Caminhamos devagar e conversamos sobre golfe, sobre o passado, sobre mamãe. Logo estávamos no 17º marco, o Buraco da Estrada, considerado por muitos o mais difícil do mundo. O campo estava quase totalmente envolvido pelo crepúsculo azul de outubro.
“Gostaria que estivéssemos com nossos tacos”, disse eu.
“Ah, quem precisa deles?”, perguntou papai. “Vamos jogar assim mesmo.”
Ele sacou o taco imaginário, fingiu acertar a bola e fez o swing.
“Lá”, gritou. “Bem sobre a linha. Exatamente como há 50 anos.”
Eu o passei, como sempre, em pelo menos uma centena de metros. Da parte lisa do campo, papai utilizou o taco imaginário para acertar o buraco abominável. Depois anunciou que estava usando um calço de areia, e empurrou a bola suavemente para o gramado. Estávamos jogando magnificamente.
Caminhamos até o 18º marco, fizemos belas jogadas na escuridão, e descemos para a parte lisa do campo. Durante semanas eu tivera medo deste momento. Porém, estranhamente, estava quase feliz.

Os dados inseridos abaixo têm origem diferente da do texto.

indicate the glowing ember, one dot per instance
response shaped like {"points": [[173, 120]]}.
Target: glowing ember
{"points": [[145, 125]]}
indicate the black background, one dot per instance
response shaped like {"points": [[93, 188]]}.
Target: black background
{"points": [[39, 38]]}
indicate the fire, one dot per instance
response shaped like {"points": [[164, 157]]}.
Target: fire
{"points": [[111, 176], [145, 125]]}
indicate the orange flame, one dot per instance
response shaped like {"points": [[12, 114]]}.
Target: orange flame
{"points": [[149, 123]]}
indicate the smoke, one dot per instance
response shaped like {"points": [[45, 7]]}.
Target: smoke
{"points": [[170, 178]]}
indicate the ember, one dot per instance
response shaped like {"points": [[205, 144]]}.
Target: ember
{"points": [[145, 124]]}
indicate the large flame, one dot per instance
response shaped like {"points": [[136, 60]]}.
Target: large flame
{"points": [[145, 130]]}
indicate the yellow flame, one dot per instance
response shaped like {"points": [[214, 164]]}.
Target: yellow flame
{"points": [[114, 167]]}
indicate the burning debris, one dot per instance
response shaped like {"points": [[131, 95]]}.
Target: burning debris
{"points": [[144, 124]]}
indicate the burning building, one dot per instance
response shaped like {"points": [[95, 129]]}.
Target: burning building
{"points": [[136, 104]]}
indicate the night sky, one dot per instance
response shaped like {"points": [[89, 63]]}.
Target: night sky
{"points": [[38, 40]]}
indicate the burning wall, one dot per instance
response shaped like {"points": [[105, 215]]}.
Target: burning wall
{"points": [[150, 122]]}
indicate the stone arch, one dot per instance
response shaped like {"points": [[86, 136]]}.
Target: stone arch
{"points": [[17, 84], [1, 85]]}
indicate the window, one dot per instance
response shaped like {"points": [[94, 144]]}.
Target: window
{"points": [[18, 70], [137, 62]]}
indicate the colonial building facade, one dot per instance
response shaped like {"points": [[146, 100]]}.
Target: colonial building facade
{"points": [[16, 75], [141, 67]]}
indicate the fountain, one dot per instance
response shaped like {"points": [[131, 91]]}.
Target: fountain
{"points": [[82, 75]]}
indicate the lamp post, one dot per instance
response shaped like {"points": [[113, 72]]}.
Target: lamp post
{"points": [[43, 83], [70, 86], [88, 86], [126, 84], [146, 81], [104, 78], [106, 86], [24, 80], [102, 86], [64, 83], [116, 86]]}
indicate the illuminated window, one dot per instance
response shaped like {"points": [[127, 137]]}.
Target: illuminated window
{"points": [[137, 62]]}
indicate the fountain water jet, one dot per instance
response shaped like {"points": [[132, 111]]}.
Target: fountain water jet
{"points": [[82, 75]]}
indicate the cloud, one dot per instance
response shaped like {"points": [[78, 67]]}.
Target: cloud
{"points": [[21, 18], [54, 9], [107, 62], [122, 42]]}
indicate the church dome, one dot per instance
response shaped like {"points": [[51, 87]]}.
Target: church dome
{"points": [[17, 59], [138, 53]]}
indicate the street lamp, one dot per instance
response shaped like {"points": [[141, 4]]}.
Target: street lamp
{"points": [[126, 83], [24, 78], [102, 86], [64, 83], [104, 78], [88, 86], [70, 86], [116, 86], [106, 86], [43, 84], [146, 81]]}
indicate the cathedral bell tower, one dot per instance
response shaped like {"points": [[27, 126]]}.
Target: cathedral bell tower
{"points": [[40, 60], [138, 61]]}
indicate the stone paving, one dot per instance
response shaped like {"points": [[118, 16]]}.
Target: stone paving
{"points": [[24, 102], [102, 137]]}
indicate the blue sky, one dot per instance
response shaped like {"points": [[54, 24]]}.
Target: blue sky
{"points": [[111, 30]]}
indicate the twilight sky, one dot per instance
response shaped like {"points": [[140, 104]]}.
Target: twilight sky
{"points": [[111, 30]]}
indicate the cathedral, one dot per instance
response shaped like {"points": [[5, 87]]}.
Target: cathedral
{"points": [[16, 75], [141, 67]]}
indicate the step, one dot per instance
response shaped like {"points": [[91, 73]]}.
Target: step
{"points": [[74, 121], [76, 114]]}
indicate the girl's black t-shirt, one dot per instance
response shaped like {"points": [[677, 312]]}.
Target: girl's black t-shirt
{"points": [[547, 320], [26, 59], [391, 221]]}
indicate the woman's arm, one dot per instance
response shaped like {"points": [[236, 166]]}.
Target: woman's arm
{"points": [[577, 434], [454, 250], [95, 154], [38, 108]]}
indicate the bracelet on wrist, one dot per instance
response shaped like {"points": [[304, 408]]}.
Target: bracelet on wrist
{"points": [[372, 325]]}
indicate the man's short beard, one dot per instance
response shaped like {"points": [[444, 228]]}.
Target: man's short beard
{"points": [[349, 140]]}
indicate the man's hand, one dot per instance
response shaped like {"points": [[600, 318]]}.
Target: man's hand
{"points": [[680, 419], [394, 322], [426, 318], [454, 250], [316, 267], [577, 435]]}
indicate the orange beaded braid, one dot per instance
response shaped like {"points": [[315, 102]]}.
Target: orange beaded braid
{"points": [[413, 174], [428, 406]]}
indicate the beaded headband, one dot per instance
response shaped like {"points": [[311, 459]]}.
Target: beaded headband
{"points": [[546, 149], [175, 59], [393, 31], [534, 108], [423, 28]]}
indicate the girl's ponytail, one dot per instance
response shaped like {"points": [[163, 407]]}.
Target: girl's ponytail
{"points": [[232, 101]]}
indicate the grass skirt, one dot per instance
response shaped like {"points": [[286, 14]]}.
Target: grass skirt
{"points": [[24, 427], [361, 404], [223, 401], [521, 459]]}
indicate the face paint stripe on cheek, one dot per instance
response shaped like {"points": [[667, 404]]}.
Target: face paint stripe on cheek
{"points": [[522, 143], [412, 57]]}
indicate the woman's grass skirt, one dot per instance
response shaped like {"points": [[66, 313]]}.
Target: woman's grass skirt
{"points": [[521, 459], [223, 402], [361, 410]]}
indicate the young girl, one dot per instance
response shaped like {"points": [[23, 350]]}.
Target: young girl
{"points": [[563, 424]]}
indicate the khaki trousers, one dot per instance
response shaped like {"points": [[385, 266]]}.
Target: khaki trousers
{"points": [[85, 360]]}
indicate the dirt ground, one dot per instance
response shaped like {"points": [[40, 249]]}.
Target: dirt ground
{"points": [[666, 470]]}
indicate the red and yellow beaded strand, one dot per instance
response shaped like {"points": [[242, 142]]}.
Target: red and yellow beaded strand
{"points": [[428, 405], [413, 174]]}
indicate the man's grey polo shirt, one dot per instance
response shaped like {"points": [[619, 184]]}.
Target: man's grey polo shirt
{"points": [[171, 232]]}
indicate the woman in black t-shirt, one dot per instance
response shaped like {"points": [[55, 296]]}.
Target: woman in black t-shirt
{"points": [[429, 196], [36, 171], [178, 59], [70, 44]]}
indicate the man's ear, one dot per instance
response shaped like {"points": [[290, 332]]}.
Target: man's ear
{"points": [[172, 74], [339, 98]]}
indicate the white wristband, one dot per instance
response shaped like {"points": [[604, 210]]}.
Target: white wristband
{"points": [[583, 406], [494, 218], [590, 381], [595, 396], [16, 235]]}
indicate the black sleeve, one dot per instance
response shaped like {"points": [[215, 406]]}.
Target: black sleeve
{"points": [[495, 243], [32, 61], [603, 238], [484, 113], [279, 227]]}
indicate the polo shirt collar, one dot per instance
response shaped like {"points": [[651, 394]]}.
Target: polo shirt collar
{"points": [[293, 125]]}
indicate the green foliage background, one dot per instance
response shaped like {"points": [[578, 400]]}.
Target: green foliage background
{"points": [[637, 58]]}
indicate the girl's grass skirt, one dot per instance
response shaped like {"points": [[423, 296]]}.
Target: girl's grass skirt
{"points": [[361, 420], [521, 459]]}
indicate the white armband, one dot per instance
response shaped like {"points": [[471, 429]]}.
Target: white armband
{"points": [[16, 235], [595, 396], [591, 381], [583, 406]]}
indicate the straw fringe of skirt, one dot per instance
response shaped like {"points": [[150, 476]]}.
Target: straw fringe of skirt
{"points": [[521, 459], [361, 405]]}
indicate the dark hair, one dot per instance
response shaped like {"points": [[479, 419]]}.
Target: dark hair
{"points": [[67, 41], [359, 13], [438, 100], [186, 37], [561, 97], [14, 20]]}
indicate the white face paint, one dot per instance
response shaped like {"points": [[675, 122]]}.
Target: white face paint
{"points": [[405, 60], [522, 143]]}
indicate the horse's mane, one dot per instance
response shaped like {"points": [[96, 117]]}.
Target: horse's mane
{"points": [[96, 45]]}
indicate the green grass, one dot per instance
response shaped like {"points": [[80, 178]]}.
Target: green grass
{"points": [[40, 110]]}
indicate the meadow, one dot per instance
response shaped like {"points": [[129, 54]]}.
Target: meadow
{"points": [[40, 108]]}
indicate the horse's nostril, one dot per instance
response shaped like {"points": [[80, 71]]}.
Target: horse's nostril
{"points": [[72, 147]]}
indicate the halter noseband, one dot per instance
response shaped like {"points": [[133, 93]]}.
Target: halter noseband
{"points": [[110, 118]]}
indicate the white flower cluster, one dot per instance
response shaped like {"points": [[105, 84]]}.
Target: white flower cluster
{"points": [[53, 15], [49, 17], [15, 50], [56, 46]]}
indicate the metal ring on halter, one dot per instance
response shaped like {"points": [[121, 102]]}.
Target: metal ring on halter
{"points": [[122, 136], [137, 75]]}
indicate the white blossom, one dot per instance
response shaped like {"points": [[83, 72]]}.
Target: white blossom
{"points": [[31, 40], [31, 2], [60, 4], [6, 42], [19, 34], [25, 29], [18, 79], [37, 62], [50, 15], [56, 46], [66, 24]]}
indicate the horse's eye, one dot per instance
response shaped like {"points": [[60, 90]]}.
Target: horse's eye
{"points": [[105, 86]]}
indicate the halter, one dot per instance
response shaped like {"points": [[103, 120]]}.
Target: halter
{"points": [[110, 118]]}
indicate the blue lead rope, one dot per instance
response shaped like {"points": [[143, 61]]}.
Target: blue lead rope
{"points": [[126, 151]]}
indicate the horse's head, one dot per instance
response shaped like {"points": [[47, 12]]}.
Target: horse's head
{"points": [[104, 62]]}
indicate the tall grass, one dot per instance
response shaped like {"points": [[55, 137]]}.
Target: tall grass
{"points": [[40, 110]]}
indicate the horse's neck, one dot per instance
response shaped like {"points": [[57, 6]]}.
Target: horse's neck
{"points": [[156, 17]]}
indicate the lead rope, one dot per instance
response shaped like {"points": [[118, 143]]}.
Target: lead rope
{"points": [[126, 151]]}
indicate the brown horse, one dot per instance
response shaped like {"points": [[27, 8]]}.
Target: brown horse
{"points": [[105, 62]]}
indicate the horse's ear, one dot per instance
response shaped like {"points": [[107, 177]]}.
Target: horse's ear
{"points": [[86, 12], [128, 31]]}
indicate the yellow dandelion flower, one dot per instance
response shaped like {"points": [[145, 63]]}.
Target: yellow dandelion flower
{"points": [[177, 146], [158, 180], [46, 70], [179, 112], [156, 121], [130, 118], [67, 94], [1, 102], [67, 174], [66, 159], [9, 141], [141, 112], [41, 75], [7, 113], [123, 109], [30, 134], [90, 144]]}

“Pode me chamar de sentimental”, disse papai, “mas acho que foi uma grande jornada.”
“Os chuveiros do hotel eram muito piores do que se esperava”, respondi.
“Você está falando da viagem. Estou me referindo à jornada.”
Papai morreu em março. Algum tempo depois, fiquei incomodado pelo sonho em que eu me esquecia do som da sua voz. Acordei encharcado de suor, chorando.
Três meses mais tarde, fui ao Antigo Campo mais uma vez. Quando meus parceiros e eu nos aproximamos do Buraco da Estrada, tirei da sacola de golfe um saquinho de veludo azul. Os outros avisados sobre o que aconteceria, assistiam solenemente.
“Vocês parecem os três Cavaleiros do Apocalipse”, comentei. “Por favor, mostrem um pouquinho de desrespeito.”
Disse-lhes que meu velho falava que o golfe é um jogo que nos faz sorrir.
“Então, por favor, sorriam.”
Enquanto eles riam, despejei lentamente as cinzas de meu pai no buraco.
Após a partida, um garoto, de 11 ou 12 anos, passou por mim com a sacola de golfe nas costas.
“Como se saiu?”, perguntei.
“Mais ou menos. Sou meio fraquinho.”
“Tudo bem”, disse eu. “Aproveite. O jogo termina logo, sabia?”
“Certo. Obrigado.”
Ele seguiu seu caminho e eu o meu. E então, parei. Eu o ouvira – a voz de papai. Sorri. Oti, o místico, voltara.